Physics-informed machine learning enables continuous cuffless blood pressure monitoring

Blood pressure is a key metric of cardiovascular health, but standard methods for measuring it rely on occasional readings using inflatable cuffs, usually in a clinical setting. Today's blood pressure monitors are bulky, uncomfortable and only give readings while you're sitting still.

Now, an interdisciplinary team of mathematicians and engineers from the University of Utah and the University of Illinois, Chicago, is tackling this challenge by combining physics and artificial intelligence to overcome some of the limitations of existing devices. Appearing soon in Nature Communications, their study describes a new wearable smartwatch that can measure both blood pressure and blood flow continuously without needing a cuff.

"Elevated blood pressure is considered the silent killer because it leads to heart attacks, aneurysms and strokes. It represents a global healthcare burden and it is considered a Holy Grail problem," said Benjamin Sanchez Terrones, who hatched the project a few years ago as a Utahj assistant professor of electrical and computer engineering. It works by measuring the electrical properties of blood as it travels through the artery at the wrist, which fluctuate with changes in blood pressure.

The University of Utah holds the intellectual property associated with this technology, based on physics-informed machine learning, and the university's Technology Licensing Office is currently exploring licensing opportunities to bring this invention to market.

Light vs. electricity

The scientific basis of commercial wearable devices that use light to estimate blood pressure isn't fully understood, and often rely on machine learning as a "black box" to determine blood pressure, making their outputs difficult to interpret and clinically trust, the latter a major barrier for clinical adoption. Unlike these devices that measure light to gauge blood pressure, Sanchez Terrones' uses a painless and imperceptible electrical current.

The technology records tiny electrical changes in your wrist using bioimpedance, a measure of how easily electricity flows through blood and tissue. Because blood flow changes with each heartbeat, these electrical signals carry information about the underlying pressure.

This work shows how combining machine learning with physics can fundamentally change what's possible. By building physical principles directly into the model, we can move beyond black-box prediction toward systems that are more accurate, more interpretable, and more broadly applicable in real-world healthcare."

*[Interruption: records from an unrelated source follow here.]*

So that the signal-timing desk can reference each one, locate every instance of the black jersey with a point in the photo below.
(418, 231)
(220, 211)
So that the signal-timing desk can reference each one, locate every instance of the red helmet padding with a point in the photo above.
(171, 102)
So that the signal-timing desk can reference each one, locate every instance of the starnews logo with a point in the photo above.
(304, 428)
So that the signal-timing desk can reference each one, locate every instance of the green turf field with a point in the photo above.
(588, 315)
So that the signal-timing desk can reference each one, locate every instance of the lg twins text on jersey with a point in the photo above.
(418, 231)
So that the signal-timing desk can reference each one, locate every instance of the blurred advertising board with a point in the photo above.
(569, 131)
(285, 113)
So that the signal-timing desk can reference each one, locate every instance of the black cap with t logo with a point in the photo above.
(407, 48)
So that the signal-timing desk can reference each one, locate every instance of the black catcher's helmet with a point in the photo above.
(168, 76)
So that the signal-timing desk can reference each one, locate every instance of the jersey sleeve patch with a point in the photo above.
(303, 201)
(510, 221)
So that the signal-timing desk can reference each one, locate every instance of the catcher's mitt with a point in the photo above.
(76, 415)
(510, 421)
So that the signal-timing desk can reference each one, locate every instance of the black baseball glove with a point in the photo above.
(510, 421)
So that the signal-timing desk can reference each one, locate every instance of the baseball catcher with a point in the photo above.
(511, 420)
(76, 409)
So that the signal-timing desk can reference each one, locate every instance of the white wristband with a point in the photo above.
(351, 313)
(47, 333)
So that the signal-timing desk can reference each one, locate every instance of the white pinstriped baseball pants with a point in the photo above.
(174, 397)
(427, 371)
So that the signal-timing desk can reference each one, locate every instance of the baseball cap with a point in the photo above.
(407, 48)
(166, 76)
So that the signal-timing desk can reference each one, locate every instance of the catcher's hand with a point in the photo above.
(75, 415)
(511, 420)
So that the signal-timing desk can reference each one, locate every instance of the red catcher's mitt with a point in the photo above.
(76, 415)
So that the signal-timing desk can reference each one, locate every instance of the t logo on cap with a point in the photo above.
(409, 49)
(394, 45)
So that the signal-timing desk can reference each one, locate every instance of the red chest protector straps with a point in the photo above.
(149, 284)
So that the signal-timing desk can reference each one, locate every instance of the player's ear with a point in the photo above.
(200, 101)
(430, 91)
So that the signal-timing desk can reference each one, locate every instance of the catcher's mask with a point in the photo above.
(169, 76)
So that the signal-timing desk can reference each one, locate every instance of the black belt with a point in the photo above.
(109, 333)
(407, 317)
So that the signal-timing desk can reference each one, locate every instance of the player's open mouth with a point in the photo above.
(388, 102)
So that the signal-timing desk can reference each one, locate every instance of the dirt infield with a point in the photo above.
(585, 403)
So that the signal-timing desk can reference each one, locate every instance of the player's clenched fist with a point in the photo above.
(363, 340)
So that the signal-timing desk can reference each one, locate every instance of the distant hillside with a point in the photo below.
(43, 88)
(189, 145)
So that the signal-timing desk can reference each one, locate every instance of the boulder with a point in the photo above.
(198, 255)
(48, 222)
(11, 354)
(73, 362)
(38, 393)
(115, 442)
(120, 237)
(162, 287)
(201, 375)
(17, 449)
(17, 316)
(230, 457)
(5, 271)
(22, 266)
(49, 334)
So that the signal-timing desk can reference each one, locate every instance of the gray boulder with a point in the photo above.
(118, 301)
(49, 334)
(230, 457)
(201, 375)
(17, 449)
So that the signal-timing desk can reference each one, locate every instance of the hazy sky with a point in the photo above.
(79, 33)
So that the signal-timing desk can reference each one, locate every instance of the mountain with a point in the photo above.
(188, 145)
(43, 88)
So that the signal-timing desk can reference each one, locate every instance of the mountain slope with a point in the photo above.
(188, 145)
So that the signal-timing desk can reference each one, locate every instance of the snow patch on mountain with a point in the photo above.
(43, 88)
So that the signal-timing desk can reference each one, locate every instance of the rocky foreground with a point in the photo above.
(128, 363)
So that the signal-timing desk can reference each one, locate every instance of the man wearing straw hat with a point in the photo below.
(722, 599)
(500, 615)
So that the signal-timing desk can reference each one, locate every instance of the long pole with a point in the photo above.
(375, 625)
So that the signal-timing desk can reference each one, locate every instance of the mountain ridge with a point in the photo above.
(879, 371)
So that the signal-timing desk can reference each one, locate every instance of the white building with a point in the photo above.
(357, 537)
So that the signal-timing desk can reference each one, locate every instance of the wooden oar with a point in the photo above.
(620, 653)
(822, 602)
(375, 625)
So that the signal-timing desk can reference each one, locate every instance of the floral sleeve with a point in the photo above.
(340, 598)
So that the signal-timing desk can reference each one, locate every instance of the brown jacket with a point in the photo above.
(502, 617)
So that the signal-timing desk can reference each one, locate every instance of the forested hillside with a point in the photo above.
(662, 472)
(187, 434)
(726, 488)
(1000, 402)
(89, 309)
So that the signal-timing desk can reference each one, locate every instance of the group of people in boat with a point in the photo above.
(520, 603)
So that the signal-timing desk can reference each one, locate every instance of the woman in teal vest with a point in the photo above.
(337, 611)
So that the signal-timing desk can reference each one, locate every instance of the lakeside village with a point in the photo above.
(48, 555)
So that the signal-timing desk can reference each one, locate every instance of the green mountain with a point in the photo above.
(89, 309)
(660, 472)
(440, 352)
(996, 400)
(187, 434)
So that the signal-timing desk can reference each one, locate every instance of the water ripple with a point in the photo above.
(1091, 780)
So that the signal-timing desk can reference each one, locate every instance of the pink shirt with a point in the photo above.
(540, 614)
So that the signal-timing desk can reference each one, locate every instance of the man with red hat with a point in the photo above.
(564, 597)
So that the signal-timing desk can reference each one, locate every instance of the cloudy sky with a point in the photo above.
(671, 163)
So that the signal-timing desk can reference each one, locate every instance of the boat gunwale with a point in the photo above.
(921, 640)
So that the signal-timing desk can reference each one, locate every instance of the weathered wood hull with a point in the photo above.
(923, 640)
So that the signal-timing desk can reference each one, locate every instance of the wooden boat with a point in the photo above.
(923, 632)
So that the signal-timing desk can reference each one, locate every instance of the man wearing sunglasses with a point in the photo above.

Christel Hohenegger, co-author, associate professor of mathematics

The roles of fluid dynamics and electromagnetism

The system harnesses fluid dynamics (how blood flows) and electromagnetism, giving it a clear scientific foundation and improving reliability. The model encodes the physics of pulsating blood and the electromagnetics of the bioimpedance measurement, so the network won't predict something that is physically impossible.

The result is a wearable device that can track cardiovascular health continuously, during rest and activity, without needing calibration to each individual user.

Utah graduate students Henry Crandall, Tyler Schuessler and Filip Bělík played a key role in testing the device on 150 actual people, including patients in intensive care and outpatient settings. "We went the extra mile and measured patients in the intensive care unit as well as the Madsen Health Center [a clinic just off campus in Salt Lake City] because we wanted to test the technology on the target population," said Sanchez Terrones, who last year relocated his lab to University of Illinois, Chicago, where he is an associate professor of electrical and computer engineering and biomedical engineering.

How blood and movies are alike

"Our blood pressure throughout the day is like a movie, but when you put on the cuff, all you get is one snapshot of the picture," said Sanchez Terrones. "The cuff device is very useful, but at the same time, limited: it only gives you the least amount of useful information because of the way the technology works: systolic readout over diastolic readout, which translates to the maximum and minimum pressure value during the recording. At the end, we are missing 99% of the movie that explains how blood pressure might change in a patient throughout the day while they are walking, running or climbing up stairs."

Sanchez Terrones' technology can catch the rest of the movie by recording velocity and pulse of blood as a continuous waveform, not just the familiar systolic and diastolic values provided in standard cuff readings like 120/80. (Systolic is the top number, measuring the pressure against the artery walls when the heart contracts, while diastolic is the pressure when the heart rests between beats.)

"Blood pressure isn't two numbers; it's a function of time. The mathematical challenge was recovering that whole waveform from indirect electrical measurements at the wrist-a classic inverse problem," said co-author Braxton Osting, a professor of mathematics at the University of Utah. "Embedding the physics of blood flow directly into the model makes the prediction more trustworthy."